Costs of realpolitik

There is no point in speculating about whether the Congress-led United Progressive Alliance regime will survive this evening’s vote of confidence in the Lok Sabha. Whether it does or does not will, arguably, make a difference. For one thing, it will have a direct bearing on whether the India-United States nuclear deal will be put through the next two stages — approval of the ‘India-specific’ safeguards agreement by the Board of Governors of the International Atomic Energy Agency, and an exemption from the Nuclear Suppliers Group — in time for the U.S. Congress to possibly fit it into its agenda and vote on it ahead of the November 4 election of President George Bush’s successor.
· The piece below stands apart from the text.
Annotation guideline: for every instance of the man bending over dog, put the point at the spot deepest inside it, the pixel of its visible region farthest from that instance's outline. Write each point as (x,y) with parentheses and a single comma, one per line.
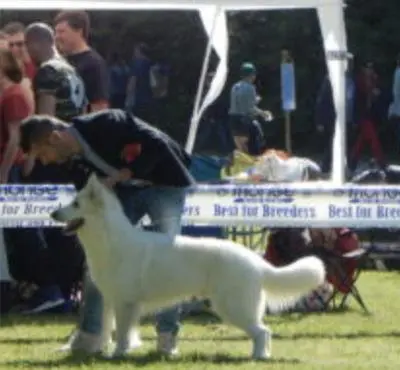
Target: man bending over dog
(146,168)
As the whole world knows, the current political crisis revolves round the Manmohan Singh government’s decision to go ahead with operationalising this deal. This has been a political coup of sorts. It has involved the Congress party breaking with the Left, the third largest political grouping in the 14th Lok Sabha, which kept the minority government afloat for four-fifths of its elected term, and aligning itself with the fourth largest grouping, the Samajwadi Party, an ex-adversary. Nobody can claim with a straight face that the confidence vote will be exclusively or even predominantly on the merits of the nuclear deal. Nevertheless, the occasion has produced a fairly good debate on its import.

The widespread political impression is that the outcome of the confidence vote will not materially affect the big stakes — the 15th general election, which is due by April-May 2009. Over the past year and more, the party ruling at the Centre has met with a string of Assembly election defeats. Its nervousness over what lies ahead will be heightened by the fact that this is a time of double-digit inflation and intense mass hardship caused by the steep rise in the prices of essential commodities. Half a dozen States are due to have Assembly elections in the remaining part of 2008. In this context, it is unlikely to matter a great deal whether the run-up to the general election will be a full eight months or half of that. Among other things, political drama has seen the Bahujan Samaj Party supremo and Uttar Pradesh Chief Minister, Mayawati, emerge as a central player on the national political stage. For the Congress, the cost of this exercise in realpolitik has been surreally high and could climb further. For the people of India, the recent goings-on — the kaleidoscopic shifts in loyalties among political groupings as well as individual MPs, the naked betrayals of trust, the bribes and inducements alleged and widely reported in the media, and the effects of corporate feuds imported into the political arena — raise the question whether the vote of confidence has not already become a confidence trick.